The dataset contains information about various models of mobile phones from different brands.
Below are the available variables:
1. Import the dataframe in R and with the use of dplyr, filter it to include prices >=22 and the Brands among the following: (“NOKIA”,“APPLE”,“SAMSUNG”,“LENOVO”,“HUAWEI”,“ACER”,“ALCATEL”,“AMAZON”,“ASUS”,“BlACKBERRY”,“SONY”,“GOOGLE”,“HTC”,“LG”,“MOTOROLA”). Use data cleaning tools to adapt the Brand Name variable to the above mentioned requirements before the filtering
2. Using dplyr count the number of cellphones by each brand in descending order.

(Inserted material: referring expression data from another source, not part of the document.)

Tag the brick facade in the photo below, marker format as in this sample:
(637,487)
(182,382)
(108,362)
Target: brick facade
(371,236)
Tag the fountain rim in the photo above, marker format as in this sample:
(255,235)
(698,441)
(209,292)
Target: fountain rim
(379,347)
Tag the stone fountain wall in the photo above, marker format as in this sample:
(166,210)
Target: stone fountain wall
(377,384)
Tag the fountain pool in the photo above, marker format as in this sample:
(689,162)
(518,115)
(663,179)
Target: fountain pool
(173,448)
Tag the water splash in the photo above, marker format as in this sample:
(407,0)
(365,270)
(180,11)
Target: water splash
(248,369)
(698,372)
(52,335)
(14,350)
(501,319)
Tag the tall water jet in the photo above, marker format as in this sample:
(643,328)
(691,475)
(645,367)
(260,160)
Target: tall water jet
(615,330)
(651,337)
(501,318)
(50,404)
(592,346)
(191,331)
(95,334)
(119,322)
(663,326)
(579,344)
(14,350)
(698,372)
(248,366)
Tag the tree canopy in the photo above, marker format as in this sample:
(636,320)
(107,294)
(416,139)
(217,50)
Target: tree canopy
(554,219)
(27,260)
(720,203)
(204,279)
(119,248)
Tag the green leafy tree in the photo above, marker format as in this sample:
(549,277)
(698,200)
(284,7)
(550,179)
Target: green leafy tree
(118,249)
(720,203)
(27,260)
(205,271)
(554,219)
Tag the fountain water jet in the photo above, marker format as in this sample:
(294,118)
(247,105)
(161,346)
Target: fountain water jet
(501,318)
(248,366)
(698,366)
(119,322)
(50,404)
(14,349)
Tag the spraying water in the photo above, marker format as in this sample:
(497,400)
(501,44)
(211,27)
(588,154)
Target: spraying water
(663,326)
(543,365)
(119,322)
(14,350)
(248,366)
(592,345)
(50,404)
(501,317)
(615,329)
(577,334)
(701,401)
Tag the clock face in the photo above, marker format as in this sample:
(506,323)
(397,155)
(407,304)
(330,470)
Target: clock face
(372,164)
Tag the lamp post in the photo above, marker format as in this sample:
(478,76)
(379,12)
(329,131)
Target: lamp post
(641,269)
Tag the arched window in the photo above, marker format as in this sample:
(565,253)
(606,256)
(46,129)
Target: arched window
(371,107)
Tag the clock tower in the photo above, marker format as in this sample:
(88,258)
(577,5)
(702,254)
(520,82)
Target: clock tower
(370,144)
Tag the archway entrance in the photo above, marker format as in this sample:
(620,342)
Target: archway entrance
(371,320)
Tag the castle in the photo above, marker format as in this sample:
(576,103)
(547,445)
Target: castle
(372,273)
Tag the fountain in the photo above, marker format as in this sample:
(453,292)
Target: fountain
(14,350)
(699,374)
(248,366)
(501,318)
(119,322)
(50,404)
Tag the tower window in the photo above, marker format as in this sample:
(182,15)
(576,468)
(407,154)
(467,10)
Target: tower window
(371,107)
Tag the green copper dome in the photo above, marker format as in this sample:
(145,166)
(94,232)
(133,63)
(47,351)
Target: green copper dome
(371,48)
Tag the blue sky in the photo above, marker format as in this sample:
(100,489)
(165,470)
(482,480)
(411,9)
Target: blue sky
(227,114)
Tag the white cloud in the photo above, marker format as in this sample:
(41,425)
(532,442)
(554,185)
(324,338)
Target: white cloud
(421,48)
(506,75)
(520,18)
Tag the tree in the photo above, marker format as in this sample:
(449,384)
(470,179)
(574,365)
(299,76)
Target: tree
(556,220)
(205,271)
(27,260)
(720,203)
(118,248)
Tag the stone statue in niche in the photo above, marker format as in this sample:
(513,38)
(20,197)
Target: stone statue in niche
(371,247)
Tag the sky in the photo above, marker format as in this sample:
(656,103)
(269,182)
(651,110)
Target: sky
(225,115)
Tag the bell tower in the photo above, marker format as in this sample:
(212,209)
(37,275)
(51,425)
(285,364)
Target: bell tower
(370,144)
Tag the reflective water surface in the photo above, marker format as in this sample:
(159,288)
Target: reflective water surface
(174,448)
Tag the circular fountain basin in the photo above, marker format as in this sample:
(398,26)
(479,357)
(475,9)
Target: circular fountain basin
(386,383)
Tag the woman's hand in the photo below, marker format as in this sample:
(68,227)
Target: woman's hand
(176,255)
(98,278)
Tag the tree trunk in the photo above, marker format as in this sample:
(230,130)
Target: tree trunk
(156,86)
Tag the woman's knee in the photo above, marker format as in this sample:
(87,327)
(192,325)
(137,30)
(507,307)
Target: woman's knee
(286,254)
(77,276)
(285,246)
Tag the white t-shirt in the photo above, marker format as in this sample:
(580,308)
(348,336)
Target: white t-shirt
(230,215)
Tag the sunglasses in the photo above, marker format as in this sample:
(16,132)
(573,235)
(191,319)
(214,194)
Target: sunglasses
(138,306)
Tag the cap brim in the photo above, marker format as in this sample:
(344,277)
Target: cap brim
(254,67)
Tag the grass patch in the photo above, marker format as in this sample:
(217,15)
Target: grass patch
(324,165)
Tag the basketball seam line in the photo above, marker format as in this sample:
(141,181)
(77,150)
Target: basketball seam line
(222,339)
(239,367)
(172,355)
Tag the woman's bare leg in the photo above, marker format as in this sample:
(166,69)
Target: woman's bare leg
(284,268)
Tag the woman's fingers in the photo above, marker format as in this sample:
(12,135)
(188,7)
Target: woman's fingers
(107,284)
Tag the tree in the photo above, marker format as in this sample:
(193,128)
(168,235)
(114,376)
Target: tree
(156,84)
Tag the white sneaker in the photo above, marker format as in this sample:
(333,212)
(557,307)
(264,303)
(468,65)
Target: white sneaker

3. Create 2 bar plots: 1) showing the average rating and 2) average price for each brand. Arrange both plots in an ascending order.
4. Using dplyr and ggplot2’s faceting, plot the distribution of ratings (with bars) for brands Apple, Samsung, HTC and Lenovo.
5. Show the distribution of Reviews’ length (number of characters). How long reviews the users write about the mobile phones? (Zoom in with xlim() and change binwidth to clearly see the plot)
6. Using tm package create a Term Document Matrix for Reviews of 2 popular phones (Apple and Samsung). Because the data is huge, subset it to include only the first 10,000 reviews for each brand. Make sure to remove any number, punctuation, stopwords and stem the review. Construct 2 bar plot to show top 10 words people used in their reviews about these phones.
7. Construct a word cloud of Apple’s reviews.
8. Solve Q7. using TFIDF weighting. Compare and make comments about how different are the 2 methods used.
9. Create a comparison-cloud for Apple’s reviews vs. Samsung and identify the words that are dissimilar.
10. Perform sentiment analysis on cell-phone reviews and find average polarity of each brand (not only Samsung and Apple, but also the ones included in Q1). Run it on a subset of 1000 reviews and show the brands with the highest polarity score. Make sure to remove non-ASCII characters to ASCII prior to the analysis.